Why do we bother to introduce this differently in database literature and in operating systems?

Was it helpful?

Solution

Databases have two concurrency requirements. One is the very short term physical management of memory blocks as they are referenced. These are known as latches in the DB world and can be implemented using mutexes and the like. The concern here is for the stability of a block of memory while a worker thread is accessing it.

The second controls the validity and isolation of the client data held within the DB. They control access to logical things (tuples, tables etc.) rather than physical hardware-related things (memory blocks). These are refered to as locks. They last as long as the client transaction lasts, which can be an arbitrarily long time. The locks are typically held in a separate structure to the one which holds the object that is locked. Consequently the thing locked need not be in memory for the whole duration that the lock is held. For example, a page may be read in, a row inserted and a lock taken on it to ensure isolation. If the page containing the new row is evicted the lock would remain in effect. Indeed, the things locked may not exist when the lock is taken! A range lock protects key values from a lower bound to an upper bound. Neither of these values need be present in the data when the lock is acquired, nor must There be values that fall within the range. Nevertheless the lock will come into effect and allow isolation of clients' work.

The introductory sections of Goetz Graefe's "Survey of B-Tree Locking Techniques" covers these ideas nicely.

An OS deals with the first of these only (in my limited expertise). Any extension to disk is hidden behind virtual memory and the page file. In contrast a DBMS explicitly handles RAM and disk residence to optimise for its specific use-case. Different requirements lead to different treatments between OS and DBMS.

OTHER TIPS

In addition to what Michael Green has pointed out in his excellent answer, you should also be aware of optimistic concurrency which is an application-level technique in a database that is used to guard against two users (or processes) attempting to modify the same piece of data. The technique is used when there is a low, but non-zero chance of two updates being made to a single piece of data. It's a similar scenario, conceptually at least, to a race condition, but it's not identical and it doesn't call for the same handling, so the techniques that an OS might use can't be applied in exactly the same way to an application database.

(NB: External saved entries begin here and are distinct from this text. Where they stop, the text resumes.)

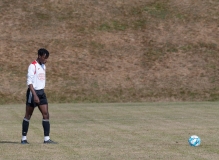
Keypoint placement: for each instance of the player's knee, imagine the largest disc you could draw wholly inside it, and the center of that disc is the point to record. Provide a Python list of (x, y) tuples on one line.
[(46, 115), (28, 116)]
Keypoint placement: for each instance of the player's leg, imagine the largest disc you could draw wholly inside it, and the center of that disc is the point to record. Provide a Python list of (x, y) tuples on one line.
[(28, 113), (25, 123), (45, 122)]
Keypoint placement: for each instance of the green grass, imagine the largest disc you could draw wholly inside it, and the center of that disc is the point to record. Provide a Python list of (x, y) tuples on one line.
[(114, 131)]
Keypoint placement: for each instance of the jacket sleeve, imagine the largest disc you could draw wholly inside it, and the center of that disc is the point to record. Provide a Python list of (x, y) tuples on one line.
[(30, 74)]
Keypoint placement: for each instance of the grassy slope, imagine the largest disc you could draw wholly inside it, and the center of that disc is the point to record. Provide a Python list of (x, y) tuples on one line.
[(112, 51)]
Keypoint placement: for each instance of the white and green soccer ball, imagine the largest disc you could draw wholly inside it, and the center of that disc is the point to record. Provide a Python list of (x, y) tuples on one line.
[(194, 140)]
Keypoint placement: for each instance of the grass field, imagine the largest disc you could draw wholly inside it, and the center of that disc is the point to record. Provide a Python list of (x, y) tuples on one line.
[(114, 131)]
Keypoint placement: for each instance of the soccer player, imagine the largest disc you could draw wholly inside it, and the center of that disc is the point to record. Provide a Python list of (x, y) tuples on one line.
[(35, 96)]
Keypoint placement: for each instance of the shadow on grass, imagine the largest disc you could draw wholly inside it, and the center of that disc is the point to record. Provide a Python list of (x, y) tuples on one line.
[(8, 142)]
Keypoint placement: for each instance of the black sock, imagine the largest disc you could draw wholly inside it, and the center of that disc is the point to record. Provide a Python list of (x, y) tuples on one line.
[(25, 126), (46, 127)]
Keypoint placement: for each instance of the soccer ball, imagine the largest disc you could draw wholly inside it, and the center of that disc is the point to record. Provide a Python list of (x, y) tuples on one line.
[(194, 141)]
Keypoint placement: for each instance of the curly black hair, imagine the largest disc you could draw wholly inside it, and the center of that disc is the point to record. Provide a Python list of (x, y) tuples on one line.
[(42, 52)]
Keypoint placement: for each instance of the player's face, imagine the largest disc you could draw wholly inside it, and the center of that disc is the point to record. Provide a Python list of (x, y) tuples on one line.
[(43, 59)]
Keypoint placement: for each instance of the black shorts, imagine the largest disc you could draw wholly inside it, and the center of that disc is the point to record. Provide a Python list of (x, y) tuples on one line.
[(30, 98)]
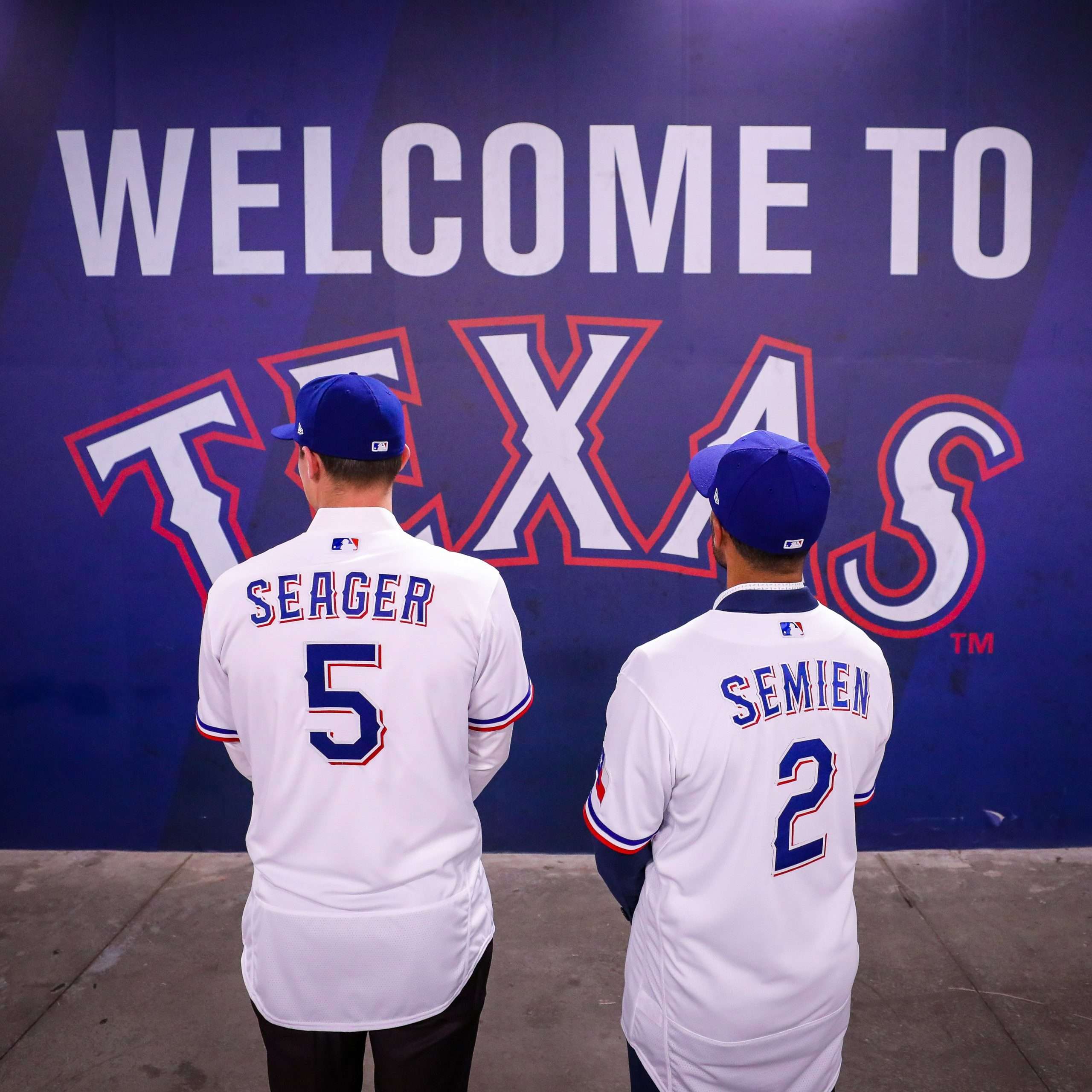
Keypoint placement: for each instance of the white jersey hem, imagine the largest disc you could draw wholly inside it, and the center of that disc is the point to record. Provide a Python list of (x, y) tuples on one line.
[(378, 1026)]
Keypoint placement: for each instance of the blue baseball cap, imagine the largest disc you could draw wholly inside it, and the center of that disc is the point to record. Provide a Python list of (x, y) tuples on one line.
[(767, 491), (349, 418)]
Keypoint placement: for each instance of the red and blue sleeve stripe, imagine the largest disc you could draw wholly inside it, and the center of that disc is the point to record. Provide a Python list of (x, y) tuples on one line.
[(607, 837), (496, 723), (211, 732)]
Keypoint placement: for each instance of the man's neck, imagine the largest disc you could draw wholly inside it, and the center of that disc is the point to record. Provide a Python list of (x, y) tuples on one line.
[(751, 575), (355, 498)]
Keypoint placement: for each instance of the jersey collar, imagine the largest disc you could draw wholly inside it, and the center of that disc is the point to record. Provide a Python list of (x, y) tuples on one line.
[(767, 599), (364, 520)]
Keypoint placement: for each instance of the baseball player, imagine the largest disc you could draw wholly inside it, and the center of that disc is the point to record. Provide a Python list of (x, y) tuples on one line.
[(736, 748), (366, 682)]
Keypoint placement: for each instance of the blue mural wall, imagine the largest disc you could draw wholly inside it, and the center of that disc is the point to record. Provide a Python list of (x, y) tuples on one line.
[(580, 241)]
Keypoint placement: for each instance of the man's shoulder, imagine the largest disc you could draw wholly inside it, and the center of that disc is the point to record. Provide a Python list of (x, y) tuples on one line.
[(666, 649), (256, 567), (853, 636)]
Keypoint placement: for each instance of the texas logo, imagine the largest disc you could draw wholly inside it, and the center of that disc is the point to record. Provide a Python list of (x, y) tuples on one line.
[(553, 465)]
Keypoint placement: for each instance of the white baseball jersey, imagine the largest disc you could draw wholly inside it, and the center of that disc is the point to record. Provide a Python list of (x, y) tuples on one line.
[(738, 745), (366, 682)]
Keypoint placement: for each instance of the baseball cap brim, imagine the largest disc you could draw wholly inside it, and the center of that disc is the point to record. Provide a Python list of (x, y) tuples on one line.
[(703, 468)]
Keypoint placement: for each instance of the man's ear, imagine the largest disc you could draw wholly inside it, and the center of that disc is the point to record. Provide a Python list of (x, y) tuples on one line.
[(311, 465)]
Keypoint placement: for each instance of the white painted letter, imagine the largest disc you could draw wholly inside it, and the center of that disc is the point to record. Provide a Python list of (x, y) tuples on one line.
[(229, 196), (757, 196), (497, 199), (554, 439), (614, 157), (967, 202), (447, 231), (906, 147), (771, 402), (155, 238), (318, 211)]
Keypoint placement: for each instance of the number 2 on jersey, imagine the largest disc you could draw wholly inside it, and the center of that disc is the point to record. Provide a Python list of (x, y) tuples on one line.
[(787, 857), (322, 660)]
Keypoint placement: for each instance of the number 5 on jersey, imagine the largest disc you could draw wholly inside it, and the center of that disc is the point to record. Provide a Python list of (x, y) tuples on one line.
[(324, 662)]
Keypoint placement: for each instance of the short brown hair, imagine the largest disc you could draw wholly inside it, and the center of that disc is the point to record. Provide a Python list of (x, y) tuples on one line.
[(363, 471), (781, 564)]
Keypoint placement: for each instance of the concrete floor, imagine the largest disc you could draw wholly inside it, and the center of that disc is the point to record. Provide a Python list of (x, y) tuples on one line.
[(120, 971)]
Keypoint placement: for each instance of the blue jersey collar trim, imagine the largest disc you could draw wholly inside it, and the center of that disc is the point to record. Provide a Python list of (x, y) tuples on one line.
[(793, 601)]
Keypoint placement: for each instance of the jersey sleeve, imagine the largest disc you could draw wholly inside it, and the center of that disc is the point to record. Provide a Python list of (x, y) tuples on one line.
[(636, 773), (502, 691), (883, 703), (215, 719)]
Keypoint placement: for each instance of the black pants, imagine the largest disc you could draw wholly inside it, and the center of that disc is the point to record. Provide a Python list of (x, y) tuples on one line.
[(433, 1055)]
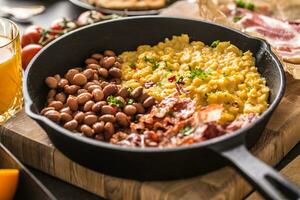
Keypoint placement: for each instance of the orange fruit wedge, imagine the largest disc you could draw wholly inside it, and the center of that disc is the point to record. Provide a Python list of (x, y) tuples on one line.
[(8, 183)]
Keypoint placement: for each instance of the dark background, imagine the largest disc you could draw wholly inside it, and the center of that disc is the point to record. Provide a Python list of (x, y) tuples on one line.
[(57, 9)]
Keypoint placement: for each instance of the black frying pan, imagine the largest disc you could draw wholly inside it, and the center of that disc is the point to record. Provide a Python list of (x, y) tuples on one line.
[(153, 163)]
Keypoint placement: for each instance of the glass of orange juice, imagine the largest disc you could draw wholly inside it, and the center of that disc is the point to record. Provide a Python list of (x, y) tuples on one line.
[(11, 98)]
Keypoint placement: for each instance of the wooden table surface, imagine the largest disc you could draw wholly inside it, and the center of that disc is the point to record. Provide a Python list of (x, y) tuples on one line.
[(61, 190)]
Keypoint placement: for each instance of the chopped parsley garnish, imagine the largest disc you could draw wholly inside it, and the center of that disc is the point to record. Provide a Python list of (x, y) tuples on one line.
[(133, 65), (130, 101), (198, 73), (187, 130), (237, 18), (215, 43), (115, 101), (242, 4), (250, 6), (168, 67), (180, 80), (155, 66), (149, 59)]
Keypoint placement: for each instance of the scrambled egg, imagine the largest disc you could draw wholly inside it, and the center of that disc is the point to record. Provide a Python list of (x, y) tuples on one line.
[(216, 74)]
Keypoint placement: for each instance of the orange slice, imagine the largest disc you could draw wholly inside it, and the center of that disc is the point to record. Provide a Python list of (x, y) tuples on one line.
[(8, 183)]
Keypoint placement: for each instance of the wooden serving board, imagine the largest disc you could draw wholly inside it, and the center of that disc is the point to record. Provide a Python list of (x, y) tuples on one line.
[(27, 140)]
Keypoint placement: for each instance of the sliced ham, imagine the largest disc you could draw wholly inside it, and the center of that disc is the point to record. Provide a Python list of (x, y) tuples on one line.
[(284, 36)]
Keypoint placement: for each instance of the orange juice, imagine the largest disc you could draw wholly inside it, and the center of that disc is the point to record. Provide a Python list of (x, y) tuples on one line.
[(10, 77)]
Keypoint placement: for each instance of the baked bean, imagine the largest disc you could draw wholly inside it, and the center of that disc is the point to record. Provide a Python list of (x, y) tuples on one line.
[(51, 82), (110, 89), (65, 117), (52, 93), (97, 106), (71, 89), (96, 82), (99, 137), (60, 97), (71, 125), (107, 109), (79, 69), (79, 79), (103, 84), (107, 62), (43, 111), (80, 91), (98, 127), (97, 94), (72, 103), (93, 87), (90, 119), (93, 66), (57, 77), (90, 61), (137, 92), (109, 130), (109, 53), (97, 56), (143, 97), (122, 119), (50, 100), (88, 106), (117, 65), (139, 108), (107, 118), (79, 117), (70, 74), (88, 73), (83, 98), (95, 76), (66, 110), (89, 113), (129, 110), (56, 104), (150, 101), (86, 130), (119, 60), (88, 84), (53, 115), (123, 92), (62, 83), (103, 72), (115, 72), (116, 81)]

The scenario is that two users, for example Bob and Jane, read a customer record in the database. They both see the same version of the record. Then Bob saves a change, let's say to a customer's address on that record. A little bit latter, Jane saves a different change, let's say to the customer's credit limit. Since Jane didn't know about Bob's change, Jane's change overwrites Bob's, causing Bob's changes to be lost.

At the application level, you can protect against this scenario a couple of different ways. One is to re-read all of the data just before saving changes to make sure that it hasn't been changed since the last time it was read. This is a little bit onerous if the record has a lot of fields. A second way is to use a single field in each record as a sentinel that is updated every time anyone saves a change to a record. You could do this with something like a last_modified_datetime field, but depending on how actively records are updated this may not be precise enough. Many RDBMSs have a feature to help with this. SQL Server, for example has a data type called ROWVERSION (formerly TIMESTAMP) which is a system-generated binary field that is automatically modified by the database every time a record is updated.

To be sure that Bob had not swooped in and modified the data out from under Jane, she would write her update statement to including something like: ...WHERE CustomerID=@CustID AND CustRowVersion=@LastModRowVersion(*)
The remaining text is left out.